Ok, while loading the model worked without problems the resulting performance is quite limited. Let’s put it this way: In a typing contest I’d most likely win 😉 . Nothing the less for a single user (with some time to spare) these models can run on this very modest hardware!

Server mode

The above calls always use the CLI version, now it’s time to switch to server mode:

linux # docker run -it --rm -p 8080:8080 -v "./root/.cache/llama.cpp:/root/.cache/llama.cpp:Z" --device /dev/dri/renderD128:/dev/dri/renderD128 --device /dev/dri/card0:/dev/dri/card0 llama-cpp-vulkan -hf ggml-org/gemma-3-1b-it-GGUF
<...>
main: server is listening on http://0.0.0.0:8080 - starting the main loop
<...>

In order to do that we basically only change the docker image from llama-cpp-cli to llama-cpp-vulkan.

Make sure to publish the internal port (default: 8080) to the outside world when using docker (‘-p 8080:8080‘).

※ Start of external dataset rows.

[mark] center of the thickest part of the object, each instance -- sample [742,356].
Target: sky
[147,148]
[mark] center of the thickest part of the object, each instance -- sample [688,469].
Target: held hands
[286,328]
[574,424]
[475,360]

If your machine is accessible for others (and you don’t want them to use your new AI power) make sure to specify an API-key using the --api-key option.

You should now be able to access the interface using a browser and your host’s IP address and the (outside) port:

http://192.168.0.10:8080

Benchmarks

Ok, it’s not a real benchmark … it’s just writing down the values I got while experimenting (with some easy questions like “Name all US presidents/states”).

However it should be enough to give you a first impression about what to expect:

modelprompt [tokens/s]eval [tokens/s]
ggml-org/gemma-3-1b-it-GGUF~150~60
ggml-org/gemma-3-12b-it-qat-GGUF~37~8
ggml-org/gemma-3-27b-it-qat-GGUF~162,2
CPU only: 8cores, AMD Ryzen 7 7735HS
ggml-org/gemma-3-12b-it-qat-GGUF
~9~5

I added the 12b model on CPU only for speed comparison. The more notable difference however was the noise level: With all 8 CPU cores active the cooling fan started working almost instantly, in GPU-mode the system kept quiet (at least for my short test time frame).